O estudo, intitulado “Energia e interseccionalidade: o impacto das tarifas de energia elétrica no orçamento das famílias brasileiras”, mostra que, em períodos de encarecimento da conta de luz, esses lares chegam a gastar o dobro, em termos proporcionais à renda, do que famílias brancas com maior poder aquisitivo.
Injustiça energética e peso desigual
De acordo com o Inesc, a diferença é gritante. Enquanto uma mulher negra de renda média tem o gasto mensal com energia acrescido em 9,41% sob bandeira vermelha patamar II, representando 13,09% de sua renda mensal, um homem branco de renda alta sofre aumento de apenas 6,24%, equivalente a 7,03% da renda.
“O estudo comprova que as bandeiras tarifárias penalizam quem já vive no limite. Mulheres negras, sobretudo de baixa e média renda, têm menor elasticidade de consumo: não conseguem reduzir o uso de energia porque já consomem apenas o essencial. Isso é o que chamamos de injustiça energética”, explica Cristiane Ribeiro, do Colegiado de Gestão do Inesc.
A análise cruzou dados de renda, gênero e raça a partir da Pesquisa de Orçamentos Familiares (POF) do IBGE e revelou distorções históricas. Famílias chefiadas por homens brancos de renda alta consomem, em média, 262,72 kWh/mês, 2,5 vezes mais que as de homens negros de baixa renda (102,84 kWh/mês).
Já as mulheres negras de baixa renda exibem o menor rendimento per capita (R$ 309,08) e comprometem, em média, 11,57% da renda total com energia elétrica; entre os homens brancos de alta renda, esse índice cai para 1,46%.

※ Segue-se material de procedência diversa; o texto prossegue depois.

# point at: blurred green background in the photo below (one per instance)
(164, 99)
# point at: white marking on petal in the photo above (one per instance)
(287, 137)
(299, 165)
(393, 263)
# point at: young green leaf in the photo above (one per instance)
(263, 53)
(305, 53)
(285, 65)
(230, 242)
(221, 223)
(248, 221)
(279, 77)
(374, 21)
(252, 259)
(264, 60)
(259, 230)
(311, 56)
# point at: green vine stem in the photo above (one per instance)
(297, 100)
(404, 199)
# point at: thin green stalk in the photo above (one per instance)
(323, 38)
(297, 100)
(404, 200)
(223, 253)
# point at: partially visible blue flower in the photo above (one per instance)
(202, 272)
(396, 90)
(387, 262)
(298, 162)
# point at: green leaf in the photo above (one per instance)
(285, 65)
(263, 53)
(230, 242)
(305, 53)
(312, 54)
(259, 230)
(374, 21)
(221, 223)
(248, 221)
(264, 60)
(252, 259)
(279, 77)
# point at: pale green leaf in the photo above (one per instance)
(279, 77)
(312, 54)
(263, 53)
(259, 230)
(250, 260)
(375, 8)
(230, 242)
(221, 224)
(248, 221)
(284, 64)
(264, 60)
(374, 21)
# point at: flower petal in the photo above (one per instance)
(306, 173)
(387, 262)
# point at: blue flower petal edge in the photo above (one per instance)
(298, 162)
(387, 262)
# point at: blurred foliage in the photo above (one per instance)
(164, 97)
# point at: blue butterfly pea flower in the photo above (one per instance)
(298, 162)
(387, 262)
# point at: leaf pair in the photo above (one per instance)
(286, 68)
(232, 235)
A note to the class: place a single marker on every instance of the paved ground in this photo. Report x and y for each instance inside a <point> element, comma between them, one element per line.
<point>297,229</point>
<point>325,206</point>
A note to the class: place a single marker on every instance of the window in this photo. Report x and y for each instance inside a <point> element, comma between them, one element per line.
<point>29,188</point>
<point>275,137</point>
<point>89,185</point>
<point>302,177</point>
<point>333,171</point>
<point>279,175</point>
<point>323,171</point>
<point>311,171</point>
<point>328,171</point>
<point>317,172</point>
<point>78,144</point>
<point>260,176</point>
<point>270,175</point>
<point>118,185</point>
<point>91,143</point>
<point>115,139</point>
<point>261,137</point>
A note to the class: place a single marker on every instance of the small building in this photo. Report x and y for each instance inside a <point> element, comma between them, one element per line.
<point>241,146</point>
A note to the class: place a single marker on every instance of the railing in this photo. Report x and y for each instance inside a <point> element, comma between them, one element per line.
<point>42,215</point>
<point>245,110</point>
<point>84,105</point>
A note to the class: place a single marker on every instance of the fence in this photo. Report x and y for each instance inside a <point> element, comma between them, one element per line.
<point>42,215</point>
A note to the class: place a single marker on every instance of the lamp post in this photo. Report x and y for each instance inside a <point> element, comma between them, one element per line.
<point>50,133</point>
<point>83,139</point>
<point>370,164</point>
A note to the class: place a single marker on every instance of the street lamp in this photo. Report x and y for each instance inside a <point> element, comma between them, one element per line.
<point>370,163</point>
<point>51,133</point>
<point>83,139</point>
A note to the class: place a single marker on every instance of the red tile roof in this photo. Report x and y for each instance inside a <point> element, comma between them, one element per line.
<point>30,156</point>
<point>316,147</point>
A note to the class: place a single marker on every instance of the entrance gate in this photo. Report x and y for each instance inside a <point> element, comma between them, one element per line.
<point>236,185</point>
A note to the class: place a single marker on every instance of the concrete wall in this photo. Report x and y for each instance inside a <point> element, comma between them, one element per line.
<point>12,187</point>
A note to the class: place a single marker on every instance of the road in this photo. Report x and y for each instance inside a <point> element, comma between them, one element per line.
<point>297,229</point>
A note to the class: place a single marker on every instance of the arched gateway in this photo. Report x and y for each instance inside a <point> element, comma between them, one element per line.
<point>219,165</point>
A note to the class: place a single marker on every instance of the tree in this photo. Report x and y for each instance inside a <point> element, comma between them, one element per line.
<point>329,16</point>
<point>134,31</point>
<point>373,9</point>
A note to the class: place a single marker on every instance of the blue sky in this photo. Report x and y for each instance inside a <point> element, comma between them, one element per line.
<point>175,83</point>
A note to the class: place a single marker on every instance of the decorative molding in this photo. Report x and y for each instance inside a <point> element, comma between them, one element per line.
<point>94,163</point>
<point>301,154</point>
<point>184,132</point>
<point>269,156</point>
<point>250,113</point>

Consumidores regulados penalizados
O estudo também aponta uma assimetria estrutural no setor elétrico. “As bandeiras tarifárias incidem apenas sobre os consumidores do Ambiente de Contratação Regulado (ACR), enquanto os do Ambiente de Contratação Livre (ACL) permanecem isentos dessa cobrança”, critica Cássio Cardoso Carvalho, assessor político do Inesc.
Segundo ele, “é um modelo perverso, que vem se agravando em um contexto de migração crescente do mercado regulado para o livre. As bandeiras tarifárias têm sido aplicadas com maior frequência — resultado do próprio planejamento do sistema e da recorrente escassez hídrica —, e o custo acaba sendo repartido entre um grupo cada vez menor de consumidores, enquanto os do ACL seguem isentos”.

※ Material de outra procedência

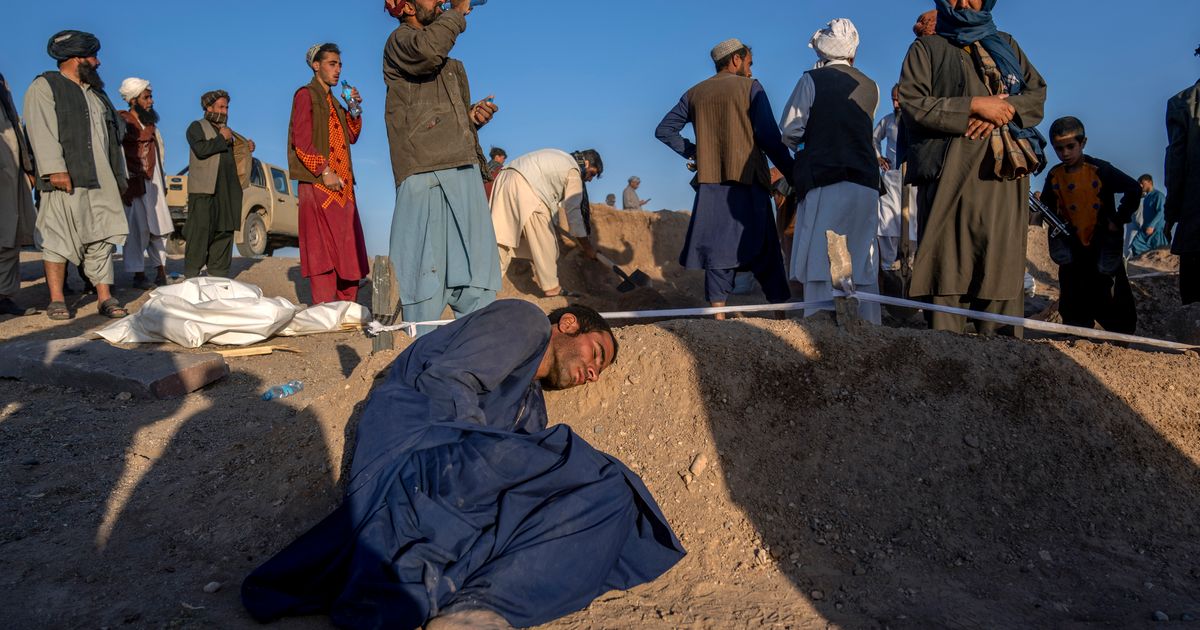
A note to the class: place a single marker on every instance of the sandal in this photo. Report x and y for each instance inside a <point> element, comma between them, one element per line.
<point>113,309</point>
<point>58,311</point>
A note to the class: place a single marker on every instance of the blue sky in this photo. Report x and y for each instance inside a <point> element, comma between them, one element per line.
<point>575,75</point>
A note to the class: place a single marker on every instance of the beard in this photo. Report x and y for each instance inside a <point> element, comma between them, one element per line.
<point>90,77</point>
<point>424,16</point>
<point>148,117</point>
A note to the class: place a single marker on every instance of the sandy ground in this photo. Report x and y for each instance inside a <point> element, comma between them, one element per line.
<point>877,478</point>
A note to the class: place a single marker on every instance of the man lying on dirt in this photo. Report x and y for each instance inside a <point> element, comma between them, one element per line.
<point>462,507</point>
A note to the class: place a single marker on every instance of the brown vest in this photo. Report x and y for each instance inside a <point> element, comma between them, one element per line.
<point>317,93</point>
<point>725,147</point>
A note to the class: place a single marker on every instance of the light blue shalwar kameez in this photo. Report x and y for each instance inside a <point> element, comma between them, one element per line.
<point>443,245</point>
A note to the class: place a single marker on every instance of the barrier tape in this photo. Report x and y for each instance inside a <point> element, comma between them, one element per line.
<point>376,328</point>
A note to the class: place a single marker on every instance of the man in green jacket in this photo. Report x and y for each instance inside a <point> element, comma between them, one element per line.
<point>443,245</point>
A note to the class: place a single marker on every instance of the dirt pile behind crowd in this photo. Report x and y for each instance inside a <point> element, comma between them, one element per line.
<point>883,478</point>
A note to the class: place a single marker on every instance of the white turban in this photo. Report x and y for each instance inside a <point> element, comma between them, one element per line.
<point>835,42</point>
<point>132,88</point>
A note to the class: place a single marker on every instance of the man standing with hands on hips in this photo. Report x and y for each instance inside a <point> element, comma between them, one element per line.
<point>443,245</point>
<point>333,251</point>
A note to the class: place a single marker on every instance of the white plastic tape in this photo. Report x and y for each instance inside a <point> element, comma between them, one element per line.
<point>376,328</point>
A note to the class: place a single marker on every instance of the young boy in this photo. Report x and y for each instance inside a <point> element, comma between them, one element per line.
<point>1091,269</point>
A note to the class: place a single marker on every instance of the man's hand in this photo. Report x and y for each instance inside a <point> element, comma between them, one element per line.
<point>481,113</point>
<point>61,181</point>
<point>994,109</point>
<point>330,180</point>
<point>979,129</point>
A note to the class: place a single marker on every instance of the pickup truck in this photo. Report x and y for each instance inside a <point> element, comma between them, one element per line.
<point>270,211</point>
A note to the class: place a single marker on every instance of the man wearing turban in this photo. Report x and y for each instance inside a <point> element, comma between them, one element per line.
<point>76,138</point>
<point>214,190</point>
<point>145,198</point>
<point>964,94</point>
<point>829,121</point>
<point>1182,183</point>
<point>443,244</point>
<point>732,227</point>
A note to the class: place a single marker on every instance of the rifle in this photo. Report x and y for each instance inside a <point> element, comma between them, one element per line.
<point>1057,226</point>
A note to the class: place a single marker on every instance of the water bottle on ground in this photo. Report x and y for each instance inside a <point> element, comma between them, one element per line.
<point>282,391</point>
<point>352,103</point>
<point>445,6</point>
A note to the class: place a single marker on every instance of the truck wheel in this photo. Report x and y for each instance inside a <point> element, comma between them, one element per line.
<point>253,237</point>
<point>175,245</point>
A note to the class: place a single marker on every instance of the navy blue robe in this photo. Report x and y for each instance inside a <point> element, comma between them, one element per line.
<point>460,497</point>
<point>732,225</point>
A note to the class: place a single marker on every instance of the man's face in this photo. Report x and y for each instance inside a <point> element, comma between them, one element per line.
<point>220,107</point>
<point>329,69</point>
<point>1069,149</point>
<point>88,69</point>
<point>577,359</point>
<point>145,100</point>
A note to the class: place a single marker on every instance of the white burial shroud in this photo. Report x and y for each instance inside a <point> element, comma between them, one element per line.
<point>226,312</point>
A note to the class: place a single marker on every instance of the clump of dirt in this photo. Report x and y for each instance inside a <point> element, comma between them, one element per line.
<point>883,478</point>
<point>895,478</point>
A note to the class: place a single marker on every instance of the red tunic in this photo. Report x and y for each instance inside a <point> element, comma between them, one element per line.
<point>330,231</point>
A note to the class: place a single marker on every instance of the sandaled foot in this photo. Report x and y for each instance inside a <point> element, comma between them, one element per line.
<point>113,309</point>
<point>10,307</point>
<point>58,311</point>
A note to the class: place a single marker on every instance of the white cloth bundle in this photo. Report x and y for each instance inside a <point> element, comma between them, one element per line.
<point>226,312</point>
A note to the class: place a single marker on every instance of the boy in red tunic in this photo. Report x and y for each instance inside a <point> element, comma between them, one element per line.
<point>333,251</point>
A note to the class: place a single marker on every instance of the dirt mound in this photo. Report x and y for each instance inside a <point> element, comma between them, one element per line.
<point>889,478</point>
<point>900,478</point>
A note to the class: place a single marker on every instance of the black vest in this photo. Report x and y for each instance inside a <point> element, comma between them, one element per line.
<point>75,135</point>
<point>838,138</point>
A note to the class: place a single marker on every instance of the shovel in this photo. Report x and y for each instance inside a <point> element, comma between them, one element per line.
<point>628,281</point>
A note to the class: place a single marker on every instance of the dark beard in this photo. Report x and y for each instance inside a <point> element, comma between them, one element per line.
<point>425,17</point>
<point>148,117</point>
<point>90,77</point>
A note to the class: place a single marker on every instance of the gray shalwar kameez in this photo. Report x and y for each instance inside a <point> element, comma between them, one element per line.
<point>83,227</point>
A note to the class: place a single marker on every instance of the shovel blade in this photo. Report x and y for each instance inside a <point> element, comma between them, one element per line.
<point>640,279</point>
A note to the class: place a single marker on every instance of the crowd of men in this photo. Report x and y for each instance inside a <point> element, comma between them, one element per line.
<point>462,502</point>
<point>940,186</point>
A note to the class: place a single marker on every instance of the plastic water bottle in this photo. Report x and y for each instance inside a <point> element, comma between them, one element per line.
<point>352,103</point>
<point>282,391</point>
<point>445,6</point>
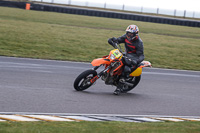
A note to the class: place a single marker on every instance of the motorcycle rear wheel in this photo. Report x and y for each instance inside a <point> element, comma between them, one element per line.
<point>82,82</point>
<point>135,82</point>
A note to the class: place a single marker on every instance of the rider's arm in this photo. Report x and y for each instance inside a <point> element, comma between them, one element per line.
<point>140,51</point>
<point>118,40</point>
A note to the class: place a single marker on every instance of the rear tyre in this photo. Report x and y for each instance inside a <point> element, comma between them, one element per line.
<point>82,82</point>
<point>135,81</point>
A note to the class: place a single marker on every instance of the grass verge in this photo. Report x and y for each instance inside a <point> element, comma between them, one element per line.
<point>49,35</point>
<point>99,127</point>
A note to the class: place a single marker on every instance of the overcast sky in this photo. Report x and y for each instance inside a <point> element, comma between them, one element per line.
<point>189,5</point>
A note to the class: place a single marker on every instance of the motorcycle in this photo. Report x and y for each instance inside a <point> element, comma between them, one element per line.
<point>113,67</point>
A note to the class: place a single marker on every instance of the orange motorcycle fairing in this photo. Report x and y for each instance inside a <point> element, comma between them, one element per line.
<point>99,61</point>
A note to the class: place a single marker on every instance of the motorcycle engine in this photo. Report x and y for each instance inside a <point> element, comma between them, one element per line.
<point>108,77</point>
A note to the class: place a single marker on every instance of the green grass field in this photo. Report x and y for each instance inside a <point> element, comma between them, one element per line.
<point>99,127</point>
<point>58,36</point>
<point>48,35</point>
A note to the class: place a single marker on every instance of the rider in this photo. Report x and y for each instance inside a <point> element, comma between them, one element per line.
<point>134,53</point>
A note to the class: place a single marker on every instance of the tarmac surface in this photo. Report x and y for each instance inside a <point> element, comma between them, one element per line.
<point>46,86</point>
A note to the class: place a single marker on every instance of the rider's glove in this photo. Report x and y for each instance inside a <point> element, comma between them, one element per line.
<point>127,61</point>
<point>113,41</point>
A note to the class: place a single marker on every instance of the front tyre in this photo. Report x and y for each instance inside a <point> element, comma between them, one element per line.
<point>82,82</point>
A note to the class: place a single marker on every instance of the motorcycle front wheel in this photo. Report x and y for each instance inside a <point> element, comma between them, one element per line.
<point>135,81</point>
<point>82,82</point>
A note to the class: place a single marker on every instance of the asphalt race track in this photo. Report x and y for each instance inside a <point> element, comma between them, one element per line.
<point>32,85</point>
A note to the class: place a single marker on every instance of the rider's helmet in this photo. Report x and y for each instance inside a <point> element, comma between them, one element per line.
<point>132,32</point>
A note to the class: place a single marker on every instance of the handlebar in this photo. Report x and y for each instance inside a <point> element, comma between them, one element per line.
<point>118,47</point>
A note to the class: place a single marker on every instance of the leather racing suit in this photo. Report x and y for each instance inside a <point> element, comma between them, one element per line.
<point>134,53</point>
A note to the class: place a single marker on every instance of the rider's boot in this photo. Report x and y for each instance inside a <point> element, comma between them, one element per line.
<point>119,88</point>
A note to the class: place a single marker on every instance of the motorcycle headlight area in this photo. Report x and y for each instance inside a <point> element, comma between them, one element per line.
<point>112,57</point>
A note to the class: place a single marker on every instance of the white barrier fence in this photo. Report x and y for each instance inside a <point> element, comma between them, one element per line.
<point>175,12</point>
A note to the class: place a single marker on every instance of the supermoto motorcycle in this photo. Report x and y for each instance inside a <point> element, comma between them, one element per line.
<point>113,67</point>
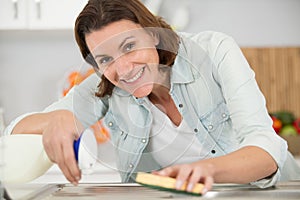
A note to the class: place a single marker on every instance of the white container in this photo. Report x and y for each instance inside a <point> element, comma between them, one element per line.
<point>25,158</point>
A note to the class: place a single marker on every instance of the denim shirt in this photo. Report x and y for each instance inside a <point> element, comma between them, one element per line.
<point>215,91</point>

Em números absolutos, famílias de mulheres negras de renda média arcaram juntas, em 2024, com R$ 230,8 milhões em custos adicionais provocados pelas bandeiras tarifárias. Já entre homens brancos de renda alta, o gasto agregado foi menos da metade: R$ 106,7 milhões.
As simulações do Inesc indicam que, quando a bandeira muda de verde para amarela, o aumento percentual no gasto mensal é de 2,36% para mulheres negras de renda alta e 1,59% para homens brancos da mesma faixa. No cenário mais severo — bandeira vermelha patamar II —, o gasto cresce 9,74% para mulheres negras de renda alta, contra 6,24% entre homens brancos de alta renda.
Transparência e justiça energética na transição
Para o Inesc, é urgente incorporar a justiça energética às políticas de transição. A instituição defende a extensão das bandeiras tarifárias ao mercado livre, maior transparência na cobrança e enquadramento automático de famílias do CadÚnico na Tarifa Social de Energia Elétrica.
“O modelo atual de bandeiras tarifárias parte do pressuposto de que todos os consumidores podem economizar quando a conta aumenta. Mas essa hipótese ignora a realidade de milhões de famílias que já vivem no mínimo vital. Para elas, reduzir o consumo significa abrir mão de comida refrigerada, de banho quente ou de ventilador em dias de calor extremo”, enfatiza Carvalho.
Ribeiro conclui dizendo que o combate à pobreza energética deve ser parte da agenda climática. “Não é possível pensar em transição energética justa quando mulheres negras seguem pagando proporcionalmente mais caro pela luz do que homens brancos ricos. É racismo ambiental traduzido em números”, afirma.